Chronic stress and poor sleep both alter the gut environment through hormonal pathways, though these are harder to quantify than dietary factors. The practical takeaway is that gut health isn’t isolated from overall health. The same habits that improve your sleep and stress levels tend to benefit your microbiome too.

Rebuilding Your Gut After Antibiotics

Antibiotics are sometimes necessary, but broad-spectrum courses can devastate gut bacteria populations. Recovery isn’t automatic, and the timeline depends heavily on what you do afterward.
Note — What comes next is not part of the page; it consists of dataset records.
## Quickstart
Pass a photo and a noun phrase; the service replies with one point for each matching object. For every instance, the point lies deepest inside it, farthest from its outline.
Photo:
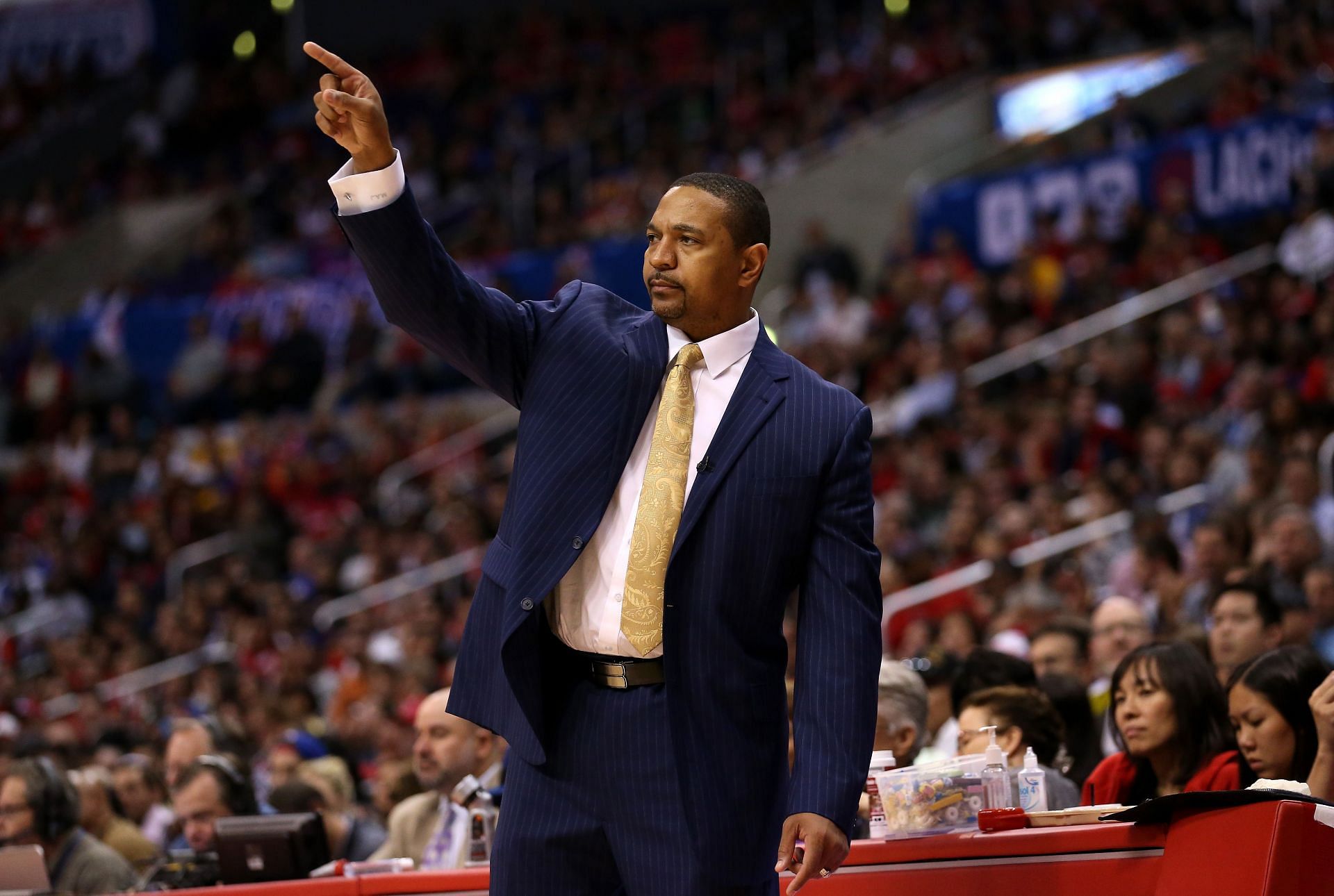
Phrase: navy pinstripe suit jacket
(786, 506)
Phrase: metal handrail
(1037, 551)
(397, 587)
(142, 679)
(390, 487)
(1119, 315)
(195, 554)
(1325, 458)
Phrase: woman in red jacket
(1171, 726)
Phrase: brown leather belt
(618, 672)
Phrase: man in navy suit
(677, 479)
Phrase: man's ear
(752, 265)
(903, 739)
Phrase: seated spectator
(1170, 720)
(1318, 584)
(1061, 648)
(283, 762)
(142, 795)
(38, 806)
(350, 838)
(1322, 768)
(394, 783)
(941, 729)
(198, 374)
(210, 788)
(1269, 706)
(190, 739)
(982, 668)
(98, 816)
(1293, 546)
(1213, 555)
(1117, 627)
(986, 668)
(430, 829)
(1245, 622)
(1023, 717)
(1084, 732)
(330, 777)
(900, 713)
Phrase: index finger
(329, 60)
(810, 863)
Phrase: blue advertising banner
(1228, 174)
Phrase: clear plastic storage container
(933, 797)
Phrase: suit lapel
(757, 397)
(646, 362)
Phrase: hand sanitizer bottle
(1033, 784)
(882, 761)
(996, 779)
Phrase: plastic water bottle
(996, 779)
(1033, 784)
(882, 761)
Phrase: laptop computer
(23, 870)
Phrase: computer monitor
(259, 848)
(23, 870)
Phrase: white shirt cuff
(370, 191)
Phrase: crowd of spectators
(603, 110)
(1230, 390)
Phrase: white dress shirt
(584, 610)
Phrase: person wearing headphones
(207, 790)
(40, 807)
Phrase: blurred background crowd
(275, 436)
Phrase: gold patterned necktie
(661, 503)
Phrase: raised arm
(482, 332)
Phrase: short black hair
(297, 796)
(1202, 730)
(748, 213)
(1078, 632)
(1286, 678)
(1267, 608)
(986, 668)
(231, 777)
Research published in Cell Host & Microbe found that a low-fiber diet aggravated the collapse of gut bacteria during antibiotic treatment and significantly delayed recovery. In contrast, a high-fiber diet supported faster rebound. The study also found that environmental exposure to diverse bacteria, essentially being around other people, pets, and varied environments, helped reintroduce lost species. Isolation (in this case, studied in animal models through single housing) drastically disrupted the recovery process.

If you’ve recently finished antibiotics, the most evidence-backed strategy is straightforward: increase your fiber intake immediately, eat a wide variety of plant foods, and incorporate fermented foods daily. Saccharomyces boulardii is one of the few probiotics with strong clinical evidence specifically for antibiotic-associated digestive issues. Full microbiome recovery can take weeks to months depending on the antibiotic used and your baseline diet, so patience and consistency matter more than any single supplement.

A Practical Starting Point

If you’re looking for a simple framework, start with these three changes: add one new high-fiber food to your daily routine, aim to count 30 different plant foods across the week, and get at least 150 minutes of moderate aerobic activity weekly. Track your plant variety for one week and you’ll likely find you’re eating fewer than 15 different types. Just noticing the gap tends to change behavior on its own.

Gut health responds to sustained habits, not quick fixes. Most people notice changes in digestion, energy, and regularity within two to four weeks of increasing fiber and plant diversity. The bacterial shifts that drive long-term benefits take longer, but every week of consistent habits builds on the last.